A group of US chip companies on Thursday sent a letter to President Joe Biden requesting “substantial funding for semiconductor manufacturing incentives” as part of its economic and infrastructure recovery plans.
Executives from major US companies, including Intel, Qualcomm, Micron Technology and Advanced Micro Devices, signed the letter.
It comes at a time when a global chip shortage has crippled the Ford Motor and General Motors factory lines, with automaker executives predicting billions in lost profits. The tight stock of chips has made it even more difficult for consumers to purchase popular game consoles, such as Microsoft’s Xbox and Sony’s Playstation.
The missing chips are made mostly in countries like Taiwan and South Korea, which have come to dominate the industry. The letter, sent by the Semiconductor Industry Association, said the United States’ share of semiconductor manufacturing had increased from 37 percent in 1990 to 12 percent today.
“This is mainly because the governments of our global competitors are offering significant incentives and subsidies to attract new semiconductor manufacturing facilities, unlike the United States,” the group said.

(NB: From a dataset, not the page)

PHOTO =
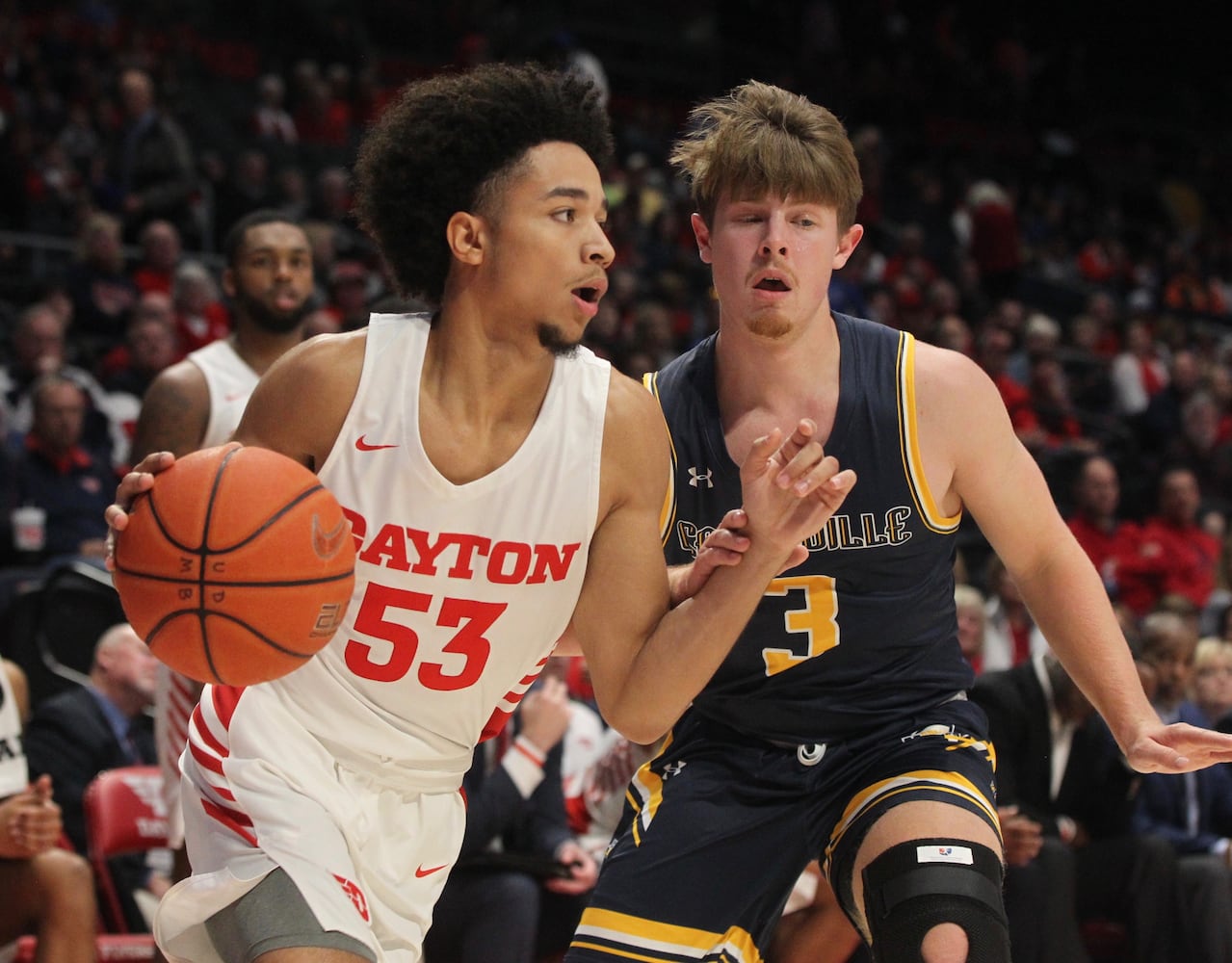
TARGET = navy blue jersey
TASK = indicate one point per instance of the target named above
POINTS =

Congress authorized grants for chipmaking and semiconductor research last year, but lawmakers have yet to decide how much funding to provide. The US chip group urged Biden to provide this funding in the form of donations or tax credits.
“By working with Congress, your administration now has a historic opportunity to fund these initiatives to make them a reality,” the group wrote. “We believe bold action is needed to address the challenges we face. The costs of inaction are high.